Now we’re so good, we thrill ourselves every time we open our collective mouth.

We basically sing love songs to ourselves.

After all of our vocal working out, we now believe that a perfect voice is the perfect choice.

It’s not.

Someone may have a chiseled body defined by years of lifting weights and exercise, but if all they ever do is just stand there pointing out how great their lats, pecs, quads, etc. are, it gets pretty damn dull pretty quick, doesn’t it?

So why do we do that same thing as singers?

How many cabarets do we have to sit through with singers affecting emotion through vocal hi-jinks?

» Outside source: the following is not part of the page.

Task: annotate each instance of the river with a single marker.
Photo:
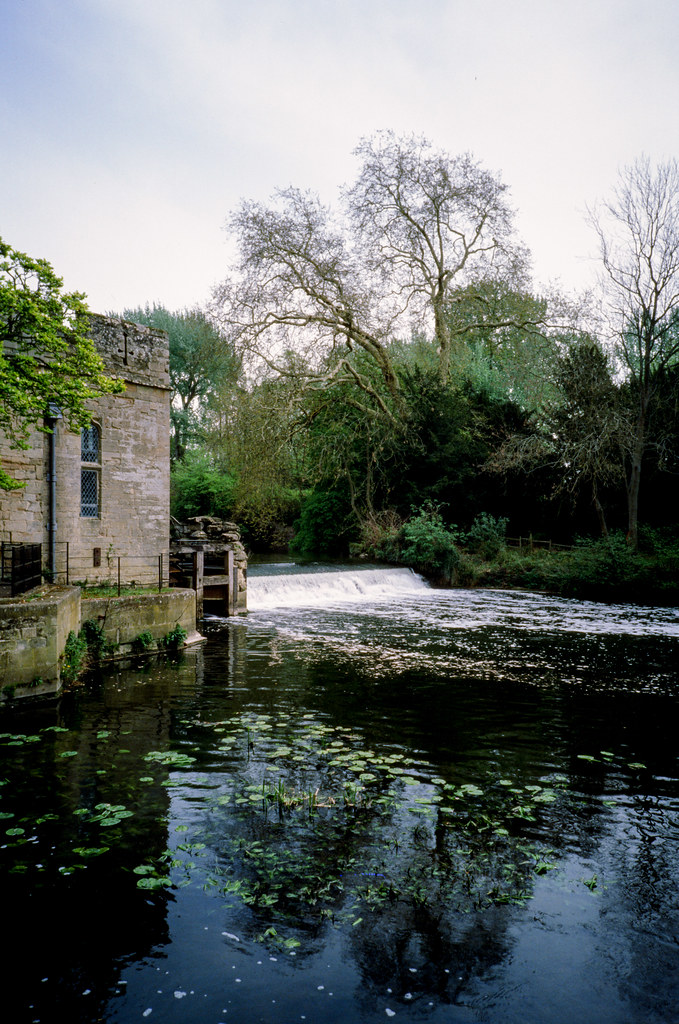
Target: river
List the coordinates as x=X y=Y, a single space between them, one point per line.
x=367 y=799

How about those musical theatre “actors” who stomp and knit their brow or scrunch up their face to show emotion?

(Yawn.)

We are singers. We sing the songs.

We can’t let the songs sing us.

If we “fake it,” all of us end up in Performance Hell where it’s more important to remember all the words and hit all the high notes. Fun, huh? The real drama on stage ends up being the game of catch-up we play with ourselves.

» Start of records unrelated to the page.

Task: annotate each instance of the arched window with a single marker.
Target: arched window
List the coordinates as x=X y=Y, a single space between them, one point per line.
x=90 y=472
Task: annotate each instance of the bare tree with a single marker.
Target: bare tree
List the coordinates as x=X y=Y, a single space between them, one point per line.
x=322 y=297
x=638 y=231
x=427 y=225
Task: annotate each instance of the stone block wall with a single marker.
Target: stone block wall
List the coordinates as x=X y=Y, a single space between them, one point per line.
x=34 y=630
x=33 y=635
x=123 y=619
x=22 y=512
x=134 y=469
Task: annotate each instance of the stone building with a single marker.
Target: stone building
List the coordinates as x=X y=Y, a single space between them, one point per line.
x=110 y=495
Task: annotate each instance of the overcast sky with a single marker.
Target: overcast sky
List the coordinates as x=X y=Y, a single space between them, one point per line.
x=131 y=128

Not fun. Not dangerous enough.

Definitely not an artistic experience.

A live performance has to be electric.

Every time.

A live performer has to be present.

Consistently.

And a song is an ongoing journey that a singer takes the audience on.

Step by step by step.

Otherwise, the song sings the singer.

And we can’t have that, can we?

So what should we do?

1) Have fundamental, great technique;

2) Know our material upside down, inside out, backwards and forwards, fast, slow and in a foreign language if need be;

3) Get on stage, forget about 1 and 2 and focus on who you’re singing to and why you need to sing to them. Create the question, create the debate, make it a conversation and let it fly.

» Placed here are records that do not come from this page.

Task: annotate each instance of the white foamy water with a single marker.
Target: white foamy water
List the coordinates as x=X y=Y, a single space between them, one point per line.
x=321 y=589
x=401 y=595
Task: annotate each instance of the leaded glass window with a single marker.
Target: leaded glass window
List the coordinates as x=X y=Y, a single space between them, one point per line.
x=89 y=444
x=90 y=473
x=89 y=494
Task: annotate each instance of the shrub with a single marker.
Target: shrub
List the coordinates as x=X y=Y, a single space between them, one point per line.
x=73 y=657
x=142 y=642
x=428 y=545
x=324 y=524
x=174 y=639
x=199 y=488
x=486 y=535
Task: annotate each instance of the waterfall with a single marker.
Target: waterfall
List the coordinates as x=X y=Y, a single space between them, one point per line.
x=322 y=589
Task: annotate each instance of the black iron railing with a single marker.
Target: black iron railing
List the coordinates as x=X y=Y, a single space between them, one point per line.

Material Choices and Common Sense

How many of us have heard the old chestnut, “Don’t sing a song from the show for your audition!” or “Don’t ever sing a composer’s song for the composer in an audition!”?

Let’s take a look at these urban-legend-schools-of-musical-theatre-thought for a moment, shall we?

1. “Don’t Sing A Song From The Show”

Hooboy, this makes no sense whatsoever. Since, reasonably, we don’t know the songs from a new show that has yet to open, we must be talking about revivals; stuff that has been done to death already.

A year or so ago, I saw a listing for “Fiddler On The Roof” on the Equity website where they specifically requested that artists not sing a song from the show for the audition. It was one of those theatre groups that traditionally hires two or four Equity artists for their community musical out in the boonies. I’ll keep the organization’s identity private so as not to embarrass them (*cough, cough* Performance Riverside…). But if it’s a revival…who cares if someone auditions with a song from the show?

Really, how does one cast a legendary role like Tevye by listening to a bunch of old duffers sing “Some Enchanted Evening”?

Thirty-two bars of “If I Were A Rich Man” aren’t good enough?

Should Golde bring in something from Madame Butterfly, perhaps?

Maybe Yente can do something from Rent…that would be really good.

And, beyond that, if, after you have sung your audition with material from another show and you’re asked to stay and read, do they also give you sides from another musical?

“Since we don’t want to hear songs from Fiddler – as we are casting Fiddler – please read this script from Hello Dolly as it has nothing to do with Fiddler either…”

Bottom Line: If you have the character’s song in your back pocket and you’re right for the part in age, range, looks and talent…just sing it. At callbacks, everybody will be singing the same songs anyway!

2. “Don’t Sing A Composer’s Song For The Composer”

Uh huh. And safe to assume here that Stephen Sondheim would rather hear an Andrew Lloyd Webber tune from Phantom instead of something from his own insanely deep catalog of Pulitzer Prize-winning material.

If you have the chops and the courage to show off those chops, then do something the composer wrote. Why play it safe like everyone else? It’s an act of risk and artistic respect and you’ll be remembered for doing it.

Regardless, if you get in their new show, you’re going to end up singing their material anyway…. Show ‘em you can do their stuff now.